19h – Nous commencerons les festivités par une vélorution pour laquelle nous vous donnons rendez-vous Place de la gare à Strasbourg. Nous pédalerons jusqu’à l’Esplanade et, sur le chemin, nous passerons devant les locaux de campagne des candidat.e.s, en espérant en cueillir un ou deux 🙂

20h30 –  Plat de résistance avec la soirée de présentation de nos préconisations, animée par Olivier Schneider, président de la FUB, et suivie d’un débat public avec les candidat.e.s. Ça se passera à l’ARES, 10 rue d’Ankara.

Edit du 9 mars : la vidéo du débat est à retrouver par ici !
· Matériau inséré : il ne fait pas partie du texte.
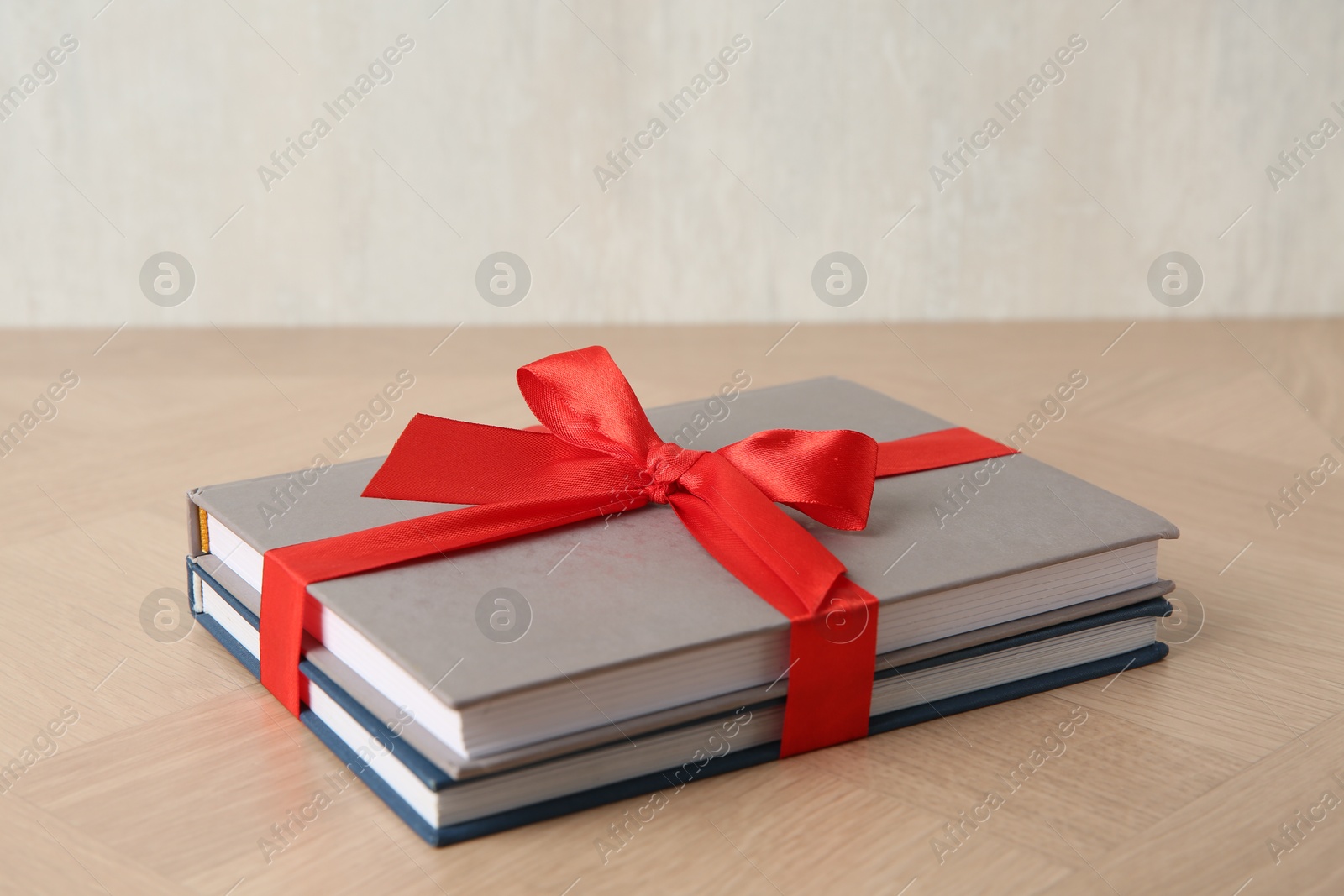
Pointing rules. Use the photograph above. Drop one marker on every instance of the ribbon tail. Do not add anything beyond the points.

Strasbourg, 5e ville cyclable européenne selon le palmarès Copenhagenize ? 🤔

Cocorico !

Certes, elle est une des villes françaises les plus « cyclables » (= on peut y faire du vélo) et le baromètre de la FUB nous confirmera dans un mois si elle reste la capitale nationale du vélo, ou pas.

Mais on vous conseille de consulter le site de l’European Platform on Mobility Management qui classe les villes européennes en fonction de la part modale du vélo. Surprise, avec ses petits 8% de part des déplacements effectués à vélo, notre ville n’est même pas dans le top 50.
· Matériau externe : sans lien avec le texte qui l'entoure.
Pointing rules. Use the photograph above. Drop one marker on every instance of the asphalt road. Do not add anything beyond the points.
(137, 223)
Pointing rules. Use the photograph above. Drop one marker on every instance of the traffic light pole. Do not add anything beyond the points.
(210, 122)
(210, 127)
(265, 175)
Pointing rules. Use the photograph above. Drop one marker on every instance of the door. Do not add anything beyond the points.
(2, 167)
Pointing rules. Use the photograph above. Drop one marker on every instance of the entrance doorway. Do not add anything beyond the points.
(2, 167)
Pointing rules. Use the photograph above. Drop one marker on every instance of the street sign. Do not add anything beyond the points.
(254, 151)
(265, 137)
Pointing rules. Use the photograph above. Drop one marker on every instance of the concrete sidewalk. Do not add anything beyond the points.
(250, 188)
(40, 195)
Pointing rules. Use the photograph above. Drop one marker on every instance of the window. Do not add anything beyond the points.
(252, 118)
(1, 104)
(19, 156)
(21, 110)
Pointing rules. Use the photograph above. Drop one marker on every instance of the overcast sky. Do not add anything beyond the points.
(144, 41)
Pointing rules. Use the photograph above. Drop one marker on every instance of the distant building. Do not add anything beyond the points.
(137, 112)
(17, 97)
De quoi redonner un peu d’humilité à nos représentant.e.s actuel.le.s et d’ambitions aux futur.e.s élu.e.s !

Quand les élus strasbourgeois parlent de notre collectif, on distingue vite les élus ayant une vision progressiste des mobilités douces et les autres, nostalgiques d’un ancien monde motorisé, biberonné au pétrole.

Dans cette seconde catégorie, on connaissait Robert Herrmann et sa condescendance à l’égard de nos actions.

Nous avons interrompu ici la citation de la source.